しばらくして、拘束された華佗が春蘭と秋蘭に連行されて来た。

春蘭は華佗の首に刀を押し付けている。

 

「華佗…わざわざ自分から首を差し出しに来るとはいい度胸じゃない」

 

華琳は未だに華佗の事を許していないらしく、ドスの効いた声で話しかける。

 

「あなたが私に浴びせた恥辱の言葉、忘れてないわよ」

 

「ご…誤解だ!おれはただお前の…」

 

「貴様無礼であるぞ!」

 

「曹操様と呼ばぬか!」

 

秋蘭と春蘭が怒鳴りつける。

 

「そ…曹操様のべ…」

 

「それ以上言ったら本当に首を刎ねるわよ?」

 

「⁉」

 

絶大な怒気を含んだ華琳の言葉に、華佗は青ざめて言葉を飲み込んだ。

 

「わ…わかったからとりあえず話を聞いてくれ…!」

 

「ま…まァまァ曹操殿…とにかく話だけでも聞いてみてはどうだろうか?」

 

「そうだぞ。こいつ悪い奴じゃねェし」

 

「まァ…あなた達がそこまで言うのなら…」

 

愛紗とルフィの言葉に、華琳はようやく少し落ち着きを取り戻した。

 

「いいわ。
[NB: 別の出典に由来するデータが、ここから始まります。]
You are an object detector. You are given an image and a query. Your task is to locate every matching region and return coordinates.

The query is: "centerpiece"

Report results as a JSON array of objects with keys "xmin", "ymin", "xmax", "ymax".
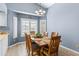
[{"xmin": 36, "ymin": 32, "xmax": 43, "ymax": 38}]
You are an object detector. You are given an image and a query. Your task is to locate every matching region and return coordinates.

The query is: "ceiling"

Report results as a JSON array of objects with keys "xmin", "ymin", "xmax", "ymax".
[{"xmin": 38, "ymin": 3, "xmax": 54, "ymax": 8}]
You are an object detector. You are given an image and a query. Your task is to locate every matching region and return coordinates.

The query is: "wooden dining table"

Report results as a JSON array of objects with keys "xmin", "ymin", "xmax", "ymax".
[
  {"xmin": 31, "ymin": 37, "xmax": 50, "ymax": 47},
  {"xmin": 31, "ymin": 37, "xmax": 50, "ymax": 56}
]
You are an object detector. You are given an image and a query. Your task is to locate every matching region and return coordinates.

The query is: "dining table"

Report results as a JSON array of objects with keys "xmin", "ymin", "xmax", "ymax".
[
  {"xmin": 31, "ymin": 37, "xmax": 50, "ymax": 56},
  {"xmin": 31, "ymin": 37, "xmax": 50, "ymax": 47}
]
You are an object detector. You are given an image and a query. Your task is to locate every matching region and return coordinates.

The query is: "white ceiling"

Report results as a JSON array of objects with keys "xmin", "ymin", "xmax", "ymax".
[{"xmin": 38, "ymin": 3, "xmax": 54, "ymax": 8}]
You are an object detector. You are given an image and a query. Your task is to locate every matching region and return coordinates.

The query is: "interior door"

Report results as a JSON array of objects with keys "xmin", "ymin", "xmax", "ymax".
[
  {"xmin": 21, "ymin": 18, "xmax": 30, "ymax": 36},
  {"xmin": 30, "ymin": 20, "xmax": 38, "ymax": 32}
]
とりあえず話だけは聞いてあげましょう」

 

「ほっ…」

 

「ただし!」

 

「⁉」

 

「もしくだらない事だったらその時は容赦なく首を刎ねるからそのつもりでね!」

 

「っ!」

 

どす黒い笑みを浮かべながらそう言う華琳に、華佗は冷や汗をかくのだった。

 

 

 

 

 

 

そして、華佗が持ち込んで来た情報というのは…

 

「何ですって⁉黄巾の乱は『太平道』の仕業⁉」

 

「ああ。おれが掴んだ情報によると、太平道の妖術使いが張三姉妹に接触し、妖術を用いた道具を舞台に使うよう勧めたらしい。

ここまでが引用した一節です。